Validation of data post reindex from remote

What is the best to validate data was migrated properly when doing a reindex?

We are migrating data from ES 1.7 to ES 5.1. We are planning on using the Reindex from Remote API, passing in a query to limit on subsets of the entire data set.

Our thinking is to save off the data somehow and then compare it. Possible ways we were looking into doing validation:

  • Using the pagination API. This page however seems to recommend using the scroll API.
  • Using the scroll API
  • Using ElasticDump

Alternatives to this include validating subsets of the data rather than the whole data dump, especially if the data is excessively large.

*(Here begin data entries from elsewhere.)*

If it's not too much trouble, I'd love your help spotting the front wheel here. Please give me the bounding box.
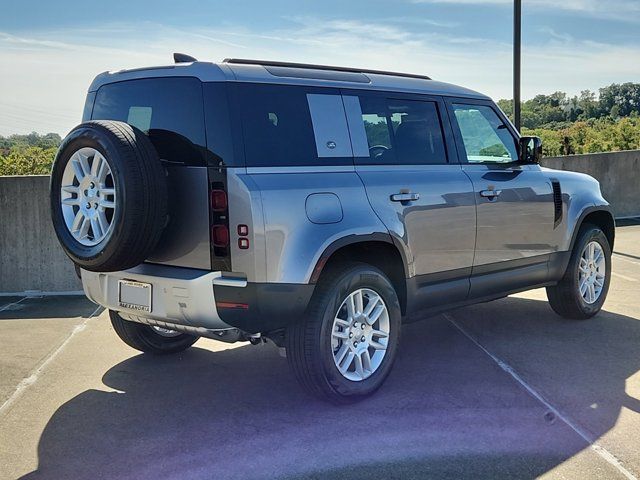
[286,263,401,403]
[546,225,611,319]
[110,310,198,354]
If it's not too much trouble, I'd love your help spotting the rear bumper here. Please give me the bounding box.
[214,282,315,334]
[81,263,315,335]
[81,263,234,331]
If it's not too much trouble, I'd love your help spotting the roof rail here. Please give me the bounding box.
[222,58,431,81]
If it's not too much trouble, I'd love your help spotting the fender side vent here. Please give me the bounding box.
[551,179,563,228]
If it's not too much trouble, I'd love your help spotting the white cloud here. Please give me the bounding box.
[386,16,461,28]
[412,0,640,22]
[1,19,639,135]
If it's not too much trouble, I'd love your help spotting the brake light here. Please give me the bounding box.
[211,225,229,247]
[210,189,228,212]
[209,179,230,267]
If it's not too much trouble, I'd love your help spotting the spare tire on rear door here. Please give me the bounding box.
[50,120,168,272]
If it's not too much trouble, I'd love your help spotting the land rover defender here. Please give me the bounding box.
[49,56,614,402]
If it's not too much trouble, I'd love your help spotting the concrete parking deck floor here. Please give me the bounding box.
[1,224,639,480]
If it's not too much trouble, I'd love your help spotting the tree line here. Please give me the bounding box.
[497,82,640,156]
[0,132,61,176]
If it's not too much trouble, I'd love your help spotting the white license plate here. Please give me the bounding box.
[118,280,152,313]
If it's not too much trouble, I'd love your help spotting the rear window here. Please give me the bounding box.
[234,84,352,167]
[92,77,206,166]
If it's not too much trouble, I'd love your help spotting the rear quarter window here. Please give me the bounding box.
[92,77,207,166]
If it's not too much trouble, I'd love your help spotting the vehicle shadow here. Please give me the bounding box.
[21,297,640,480]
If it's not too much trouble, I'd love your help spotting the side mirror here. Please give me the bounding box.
[519,136,543,164]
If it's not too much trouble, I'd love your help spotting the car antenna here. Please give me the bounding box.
[173,53,198,63]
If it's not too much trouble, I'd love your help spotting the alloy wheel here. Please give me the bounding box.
[331,288,390,381]
[60,147,116,246]
[578,240,606,304]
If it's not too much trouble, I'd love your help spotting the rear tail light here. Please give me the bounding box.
[211,225,229,247]
[209,178,231,269]
[216,302,249,310]
[210,189,228,212]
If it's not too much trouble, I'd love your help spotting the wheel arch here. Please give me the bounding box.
[310,234,409,315]
[571,206,615,252]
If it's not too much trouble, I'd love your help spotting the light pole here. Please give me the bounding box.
[514,0,522,131]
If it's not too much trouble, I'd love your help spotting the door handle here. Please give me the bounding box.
[480,189,502,198]
[390,192,420,202]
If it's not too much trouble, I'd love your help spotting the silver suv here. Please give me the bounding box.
[50,56,614,403]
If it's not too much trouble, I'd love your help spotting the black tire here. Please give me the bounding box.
[50,120,167,272]
[109,310,198,355]
[286,263,401,404]
[546,224,611,319]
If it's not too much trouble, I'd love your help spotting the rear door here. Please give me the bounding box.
[91,77,214,270]
[343,91,476,309]
[446,99,558,297]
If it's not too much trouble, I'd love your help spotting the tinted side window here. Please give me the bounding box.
[358,96,447,165]
[92,77,206,166]
[202,82,238,167]
[452,104,518,163]
[235,84,352,167]
[82,92,96,122]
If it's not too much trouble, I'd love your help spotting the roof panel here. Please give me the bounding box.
[87,60,490,100]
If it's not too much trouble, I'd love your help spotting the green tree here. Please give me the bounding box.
[0,132,61,175]
[0,145,57,175]
[599,83,640,118]
[499,83,640,129]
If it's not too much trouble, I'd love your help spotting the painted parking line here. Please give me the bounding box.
[612,272,638,282]
[444,312,638,480]
[0,297,27,313]
[613,254,640,267]
[0,304,103,418]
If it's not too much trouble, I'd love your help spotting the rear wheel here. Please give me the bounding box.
[109,310,198,355]
[286,263,401,403]
[546,225,611,319]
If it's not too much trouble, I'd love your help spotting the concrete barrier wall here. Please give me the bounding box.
[1,151,638,293]
[542,150,640,219]
[0,175,81,294]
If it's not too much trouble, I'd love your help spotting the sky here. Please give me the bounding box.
[1,0,639,136]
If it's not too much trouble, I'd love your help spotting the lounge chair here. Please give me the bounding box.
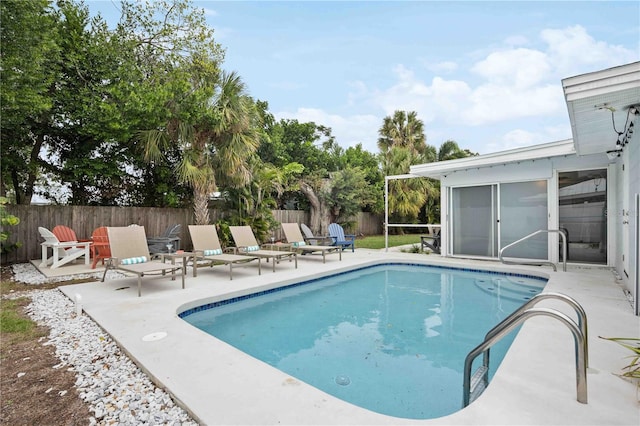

However all of this may be moot if Elastic Search already does some sort of internal validation while migrating data. Or maybe there is another utility available for this type of validation?

Thanks,
Tom

why not just issue a query to Elastic 1.7 for the _id or any UNIQUE field and then query that record exists in 5.1

No need to dump the data to do that, you can even validate at any record level once you got the basic script written.

However A simple record count should tell you if ever document is transferred , then if something did not transfer, you would know it just buy the total record count. I would expect what ever tool you are using to migrate the data to report errors

Hi,

Thanks for the feedback. My main issue is we could potentially have millions of documents, and we want to limit downtime. To check on every ID would be costly, in terms of time, I would think.

We are thinking to select every 1,000 documents (or some other number), scrolling using the scroll API, and compare them with one another between ES 1.7 and 5.1.

There is no other built-in validation? Can we just assume if the Reindex completes that it was 100% successful?

Tom

there is no validation tool as everyone's data is different and how it gets validated is different.

If your asking me if you can presume your transfer of data is 100% , I can't answer that as I don't know how your transferring the data form 1.7 to 5.1

It should be successful presuming that there are no errors but yes you should take some steps to validate your data. Making sure fields are the correct type and that all of the documents have been brought over.

I am sorry I can not be more explicit in the answers.

Hi Ed,

We are just using the Reindex from Remote API request (_reindex).

Since there is no 'official' answer, we will probably just go with the approach of choosing some of the documents to validate, unless it's feasible to check every one, which probably isn't the case given we want to limit downtime.

Thanks,
Tom

This topic was automatically closed 28 days after the last reply. New replies are no longer allowed.